I'm just home from a happy afternoon at Ecole du Vieux-Chene in Terrebonne, where I worked with the school's Grade Sixes. This was my first in-person visit to the school; last year I popped in via Zoom! The students have been studying the Holocaust and are learning about Anne Frank, so teacher Ms. Crina invited me to talk about my book What World Is Left, a novel based on my mum's childhood experiences in a Nazi concentration camp called Theresienstadt. My mom knew Anne Frank -- they were the same age, and both attended a school called the Joodse Lyceum.

We were a large group today -- Mme. Marie-Pierre and Monsieur Charlie's students were there too -- but the kids were great. I was impressed that they managed to stay focused for two hours (with just one five minute pee break!!). I did my usual writing tips, talked about the Holocaust, and how my mum and her family managed to survive Theresienstadt. The students also had a lot of good questions. I jotted some down to use in today's blog entry.

Elizabeth told me she is currently writing a book. Yay, Elizabeth! "How old were when you started writing?" she wanted to know. I told her I think I was about eight or nine. To be honest, I can't remember a time when I wasn't writing a book!! Christian made me laugh with his question: "When will you stop writing?" I told him, "I don't know! I hope NEVER!" Samuel was looking at the notes I was writing on the whiteboard, and he asked, "Do I have to write it down?" That also made me laugh -- I told Samuel he could write down whatever he wanted to. Then I explained to him that for me, writing something down helps me remember it better. I suggested he might try that technique too! Justin wanted to know, "Does it happen when you're writing a book that you lose an idea?" I thought that was another cool question. I'm sure it has happened, but that's why I try to write all my ideas down as soon as I get them. Which explains why there are little notes in every room of my house.
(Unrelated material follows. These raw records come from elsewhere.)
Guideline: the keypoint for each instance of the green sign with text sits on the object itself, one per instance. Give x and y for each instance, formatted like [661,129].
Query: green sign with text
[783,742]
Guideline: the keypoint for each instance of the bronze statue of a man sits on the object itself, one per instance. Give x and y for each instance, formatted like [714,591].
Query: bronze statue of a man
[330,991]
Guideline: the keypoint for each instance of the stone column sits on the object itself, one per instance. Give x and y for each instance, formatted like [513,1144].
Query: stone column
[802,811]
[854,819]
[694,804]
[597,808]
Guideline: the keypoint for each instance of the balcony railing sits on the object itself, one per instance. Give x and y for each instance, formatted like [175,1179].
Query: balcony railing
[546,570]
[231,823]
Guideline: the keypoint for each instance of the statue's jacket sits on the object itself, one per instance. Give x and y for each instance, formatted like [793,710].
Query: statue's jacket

Hiba had the deepest question: "How did your mom survive?" I told the class the answer, but I'm afraid I can't tell you, dear blog reader, since it would spoil the story I shared in What World Is Left.

We spent the last ten minutes on a writing exercise... I think by then, the students were running out of energy -- so let's just say not all of them were working super hard! I tried having them remember a moment from when they were five years old. That's because memories often provide the seeds for stories. Walid came to show me what he had written and he gave me his permission to share it here: "I run, swim and smile always." I love the rhythm and the feeling of that sentence, Walid. Now use my writing tip and ADD SOME TROUBLE. When I shared that advice with Walid, he told me there was no trouble in his life when he was that age. "Lucky you!" I told Walid. But then I added that he can USE HIS IMAGINATION to find some trouble and add it to the story to help bring it to life.

Thanks to Ms. Crina for the invitation and thanks to the other teachers for sharing their students with me. Thanks to the students for being such attentive, lively listeners. I wish you lots of good books to read, and lots of interesting adventures for you to write about!